Human Resources

C-suite career advice: Ann Stewart, Maxus Canada

Ann Stewart

  Company: Maxus Canada

  Job Title: President

  Location: Toronto, Canada


What was the most valuable piece of career advice that you received?
Love what you do…. Always.

This is the best career advice I was given by my high school teacher who was a mentor and driver of my career in marketing and advertising. These words have given me the passion and drive to keep me motivated to climb the corporate ladder, especially during times of unrest and uncertainty in my personal and business life. If you love what you do it makes working for a living richer, easier and at the end of the day fun to experience.

What was the worst piece of business advice that you received?
Follow the rules. 

Although having rules and structure are important, especially in larger organizations where people need guidelines /policies to run effectively and efficiently, a good leader is someone who can adapt, change and is willing to break the rules.
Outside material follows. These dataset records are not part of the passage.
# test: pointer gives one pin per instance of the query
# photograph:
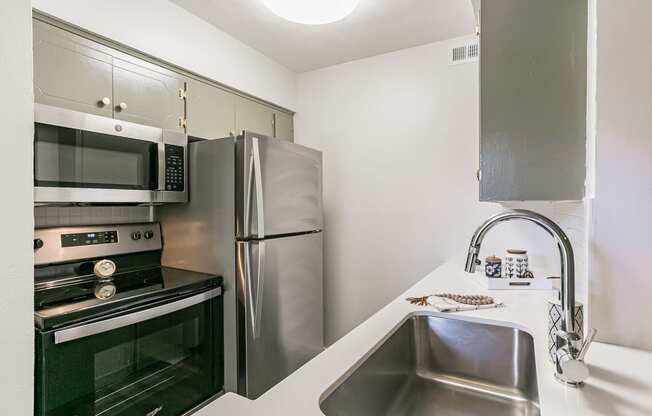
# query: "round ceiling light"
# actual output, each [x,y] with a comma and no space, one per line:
[312,12]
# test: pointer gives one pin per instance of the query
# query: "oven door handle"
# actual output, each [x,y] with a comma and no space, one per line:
[83,331]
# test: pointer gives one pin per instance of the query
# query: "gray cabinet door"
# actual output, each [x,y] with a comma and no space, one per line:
[533,99]
[283,126]
[71,72]
[281,294]
[210,111]
[254,117]
[145,94]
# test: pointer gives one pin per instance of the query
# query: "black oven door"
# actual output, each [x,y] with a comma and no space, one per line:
[161,360]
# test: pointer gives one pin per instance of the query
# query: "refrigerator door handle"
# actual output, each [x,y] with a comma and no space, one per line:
[249,296]
[258,176]
[260,285]
[255,305]
[248,193]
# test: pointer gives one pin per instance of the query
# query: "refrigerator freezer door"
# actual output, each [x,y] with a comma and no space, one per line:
[281,308]
[278,187]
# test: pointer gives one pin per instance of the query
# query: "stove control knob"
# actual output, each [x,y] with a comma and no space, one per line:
[104,269]
[104,290]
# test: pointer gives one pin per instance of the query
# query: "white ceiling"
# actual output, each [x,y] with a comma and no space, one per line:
[375,27]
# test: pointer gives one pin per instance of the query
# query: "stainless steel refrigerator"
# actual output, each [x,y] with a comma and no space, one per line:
[254,216]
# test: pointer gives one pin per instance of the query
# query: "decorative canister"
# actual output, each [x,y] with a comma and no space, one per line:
[516,264]
[554,324]
[493,266]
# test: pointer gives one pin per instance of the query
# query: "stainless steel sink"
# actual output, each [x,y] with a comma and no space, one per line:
[442,367]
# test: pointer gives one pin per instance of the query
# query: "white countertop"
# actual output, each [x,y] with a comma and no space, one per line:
[620,382]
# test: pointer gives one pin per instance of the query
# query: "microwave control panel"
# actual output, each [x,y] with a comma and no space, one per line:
[174,168]
[87,239]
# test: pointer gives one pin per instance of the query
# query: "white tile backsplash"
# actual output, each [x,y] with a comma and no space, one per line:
[64,216]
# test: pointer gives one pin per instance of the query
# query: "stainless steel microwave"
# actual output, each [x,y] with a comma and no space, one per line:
[85,158]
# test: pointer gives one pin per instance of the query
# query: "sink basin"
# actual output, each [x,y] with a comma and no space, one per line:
[442,367]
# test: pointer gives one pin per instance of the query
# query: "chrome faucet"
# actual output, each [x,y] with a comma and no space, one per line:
[570,368]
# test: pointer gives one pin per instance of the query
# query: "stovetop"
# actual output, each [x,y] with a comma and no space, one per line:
[84,273]
[57,304]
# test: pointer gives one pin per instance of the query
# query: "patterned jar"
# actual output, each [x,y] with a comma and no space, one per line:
[493,267]
[516,264]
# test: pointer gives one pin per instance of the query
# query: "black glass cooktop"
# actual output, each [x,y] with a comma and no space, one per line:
[57,303]
[93,289]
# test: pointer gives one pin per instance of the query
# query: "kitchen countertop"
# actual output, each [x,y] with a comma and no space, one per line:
[620,382]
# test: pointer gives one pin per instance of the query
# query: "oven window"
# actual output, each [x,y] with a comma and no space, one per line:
[171,363]
[74,158]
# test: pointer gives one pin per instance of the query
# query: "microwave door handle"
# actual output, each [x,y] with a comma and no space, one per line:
[161,166]
[258,175]
[83,331]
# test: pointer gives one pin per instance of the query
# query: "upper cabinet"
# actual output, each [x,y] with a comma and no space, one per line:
[533,94]
[145,94]
[75,73]
[71,72]
[210,111]
[254,117]
[78,73]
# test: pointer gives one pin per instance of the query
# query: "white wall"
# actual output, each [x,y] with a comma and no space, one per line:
[16,223]
[165,30]
[399,134]
[621,245]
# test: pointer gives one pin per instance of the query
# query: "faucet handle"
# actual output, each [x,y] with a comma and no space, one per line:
[587,343]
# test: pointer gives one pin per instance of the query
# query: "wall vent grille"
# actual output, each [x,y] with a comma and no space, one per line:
[461,53]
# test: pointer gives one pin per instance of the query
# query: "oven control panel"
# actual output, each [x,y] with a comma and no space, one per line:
[174,168]
[87,239]
[62,244]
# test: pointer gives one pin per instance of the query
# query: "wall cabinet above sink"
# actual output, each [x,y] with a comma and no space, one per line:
[533,95]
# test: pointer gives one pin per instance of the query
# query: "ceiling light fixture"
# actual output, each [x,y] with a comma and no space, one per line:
[312,12]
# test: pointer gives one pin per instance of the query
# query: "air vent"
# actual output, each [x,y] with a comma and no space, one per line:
[461,53]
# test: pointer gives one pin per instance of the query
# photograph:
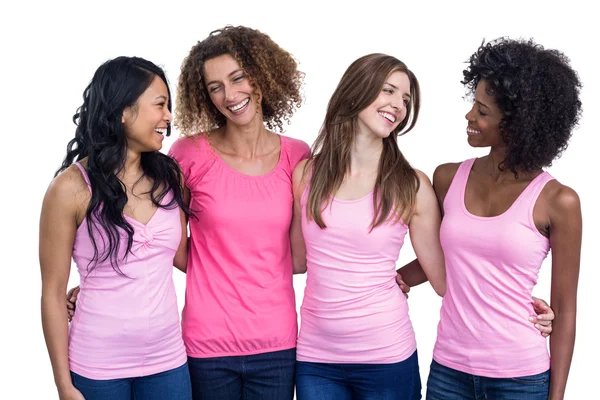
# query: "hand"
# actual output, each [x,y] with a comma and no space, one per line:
[71,301]
[70,394]
[403,286]
[543,318]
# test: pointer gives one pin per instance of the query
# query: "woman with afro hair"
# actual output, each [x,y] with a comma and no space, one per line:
[502,214]
[239,320]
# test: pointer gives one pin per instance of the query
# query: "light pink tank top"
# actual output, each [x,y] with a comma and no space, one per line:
[128,326]
[353,310]
[492,265]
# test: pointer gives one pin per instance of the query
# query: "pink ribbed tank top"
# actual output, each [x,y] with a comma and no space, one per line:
[128,326]
[492,265]
[353,310]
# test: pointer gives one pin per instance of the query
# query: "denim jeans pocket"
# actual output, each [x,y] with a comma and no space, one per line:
[538,379]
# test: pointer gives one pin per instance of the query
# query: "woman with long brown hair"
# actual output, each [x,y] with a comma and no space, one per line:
[355,200]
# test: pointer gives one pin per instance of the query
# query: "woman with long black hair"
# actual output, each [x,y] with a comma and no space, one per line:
[116,208]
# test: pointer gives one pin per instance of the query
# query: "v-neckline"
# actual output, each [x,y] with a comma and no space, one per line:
[145,225]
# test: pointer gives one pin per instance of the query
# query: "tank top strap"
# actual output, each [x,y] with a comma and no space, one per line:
[304,197]
[458,185]
[84,173]
[532,192]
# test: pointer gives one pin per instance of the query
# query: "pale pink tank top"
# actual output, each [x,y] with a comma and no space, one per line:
[353,310]
[492,265]
[128,326]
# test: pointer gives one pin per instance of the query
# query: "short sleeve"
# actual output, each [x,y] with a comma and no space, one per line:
[193,156]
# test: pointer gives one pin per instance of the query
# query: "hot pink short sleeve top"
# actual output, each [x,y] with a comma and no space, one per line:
[239,294]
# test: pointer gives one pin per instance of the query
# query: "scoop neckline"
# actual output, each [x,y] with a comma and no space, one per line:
[463,203]
[224,164]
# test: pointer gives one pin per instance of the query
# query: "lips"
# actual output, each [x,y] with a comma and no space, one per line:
[237,108]
[472,132]
[390,117]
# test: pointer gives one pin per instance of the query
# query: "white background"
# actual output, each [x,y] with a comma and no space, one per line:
[50,50]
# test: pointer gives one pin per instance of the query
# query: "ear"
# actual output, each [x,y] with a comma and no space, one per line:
[126,115]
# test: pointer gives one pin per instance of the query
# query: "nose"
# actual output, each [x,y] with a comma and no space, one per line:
[470,115]
[229,92]
[168,115]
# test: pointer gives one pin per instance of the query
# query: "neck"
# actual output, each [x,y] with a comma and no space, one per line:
[132,166]
[365,153]
[248,141]
[491,164]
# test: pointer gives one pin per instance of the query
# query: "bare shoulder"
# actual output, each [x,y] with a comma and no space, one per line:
[443,175]
[561,199]
[423,178]
[301,171]
[68,191]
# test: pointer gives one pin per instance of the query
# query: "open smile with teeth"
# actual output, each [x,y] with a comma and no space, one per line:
[471,131]
[236,108]
[387,116]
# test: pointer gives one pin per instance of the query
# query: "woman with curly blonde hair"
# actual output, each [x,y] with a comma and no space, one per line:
[239,320]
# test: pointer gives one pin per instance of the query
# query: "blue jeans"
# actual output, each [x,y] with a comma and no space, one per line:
[449,384]
[169,385]
[320,381]
[265,376]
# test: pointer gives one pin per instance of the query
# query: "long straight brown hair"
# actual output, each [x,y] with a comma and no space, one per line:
[395,191]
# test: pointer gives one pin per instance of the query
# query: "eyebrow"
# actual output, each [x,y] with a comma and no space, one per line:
[482,104]
[233,73]
[387,83]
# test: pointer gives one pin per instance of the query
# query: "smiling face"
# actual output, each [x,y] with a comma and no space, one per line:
[382,116]
[147,120]
[231,91]
[483,128]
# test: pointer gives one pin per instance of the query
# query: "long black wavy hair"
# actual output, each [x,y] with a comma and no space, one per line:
[538,93]
[100,136]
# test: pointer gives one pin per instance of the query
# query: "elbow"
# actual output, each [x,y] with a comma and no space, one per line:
[299,265]
[441,290]
[299,268]
[440,287]
[180,262]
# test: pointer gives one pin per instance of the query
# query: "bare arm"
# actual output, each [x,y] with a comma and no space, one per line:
[180,260]
[565,242]
[296,237]
[412,273]
[424,231]
[58,225]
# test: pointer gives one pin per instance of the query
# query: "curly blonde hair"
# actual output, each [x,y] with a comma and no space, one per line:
[269,67]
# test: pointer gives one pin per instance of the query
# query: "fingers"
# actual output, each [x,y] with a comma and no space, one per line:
[537,302]
[542,325]
[403,286]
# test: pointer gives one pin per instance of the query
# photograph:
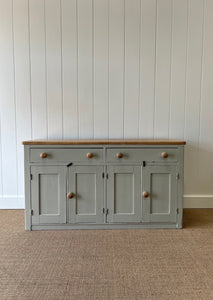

Breaking the rules (legally) allowed me to take chances, try new things and ultimately be a braver person. The choices I made throughout my career were because I didn’t always follow the rules. It gave me opportunities to learn, fail and realize successes are worth every chance I took and ultimately made me love what I do. 

What advice would you give to someone starting their career in the tech industry?
Embrace the past, as well.

Great advice that came from my mother is learning and respecting history. I have used this throughout my career in business. To be a strong leader today it is important to have both a good understanding of the future but also of the past. I have found that it actually helps develop and drive new initiatives and stimulate the imagination.

I see so many young, ambitious and talented people starting off in the tech world and what they all share is the passion to show and learn the new. What would make them invaluable individuals is to listen and learn from people/processes that are relevant from the past. There is so much to learn from our past and merging it with the new is a valuable skill.

What tips would you give to someone aiming for a c-level position?
Getting to a C-level position is hard work and once there it is even harder work.

To quote Darwin, “Leadership Is All About Adaptability…those who survive are neither the strongest nor the most intelligent, it’s those that can adapt to change.”

Learn to embrace many skill sets, because as you move up the ladder you need to be many things to many people. The job becomes less about your specialization and more about knowing a lot about everything - areas where you may not be as comfortable with, but the business requires your leadership and decision making. Therefore, another important tip would be to surround yourself with great people, whom you trust. People who you feel could do your job and you should not feel threatened by them, but learn from them. My success has come from the people that I have surrounded myself with throughout my career. I have given as much as taken from every working relationship. 

Are you particularly proud of any career advice that you’ve given or the career route/development of anyone you’ve mentored?
I’m most proud that people feel that they can come to me about career advice and I have mentored many young and lately, tenured people who are looking to change career paths. Listening with my ears and eyes is one of my strongest skills and giving people time to talk allows me to guide them in areas they have never thought of for a career. I have an open door philosophy that includes positive reinforcement and difficult discussions about people’s careers. Sometimes having difficult discussions helps people recognize their areas of growth and opportunity. 

I enjoy the fact that I get to spend time with all my staff.  Our “_____(lunch/breakfast/coffee) with the President” program allows me to sit one on one with each individual to find about their goals and dreams. And on the way I learn a little something for myself.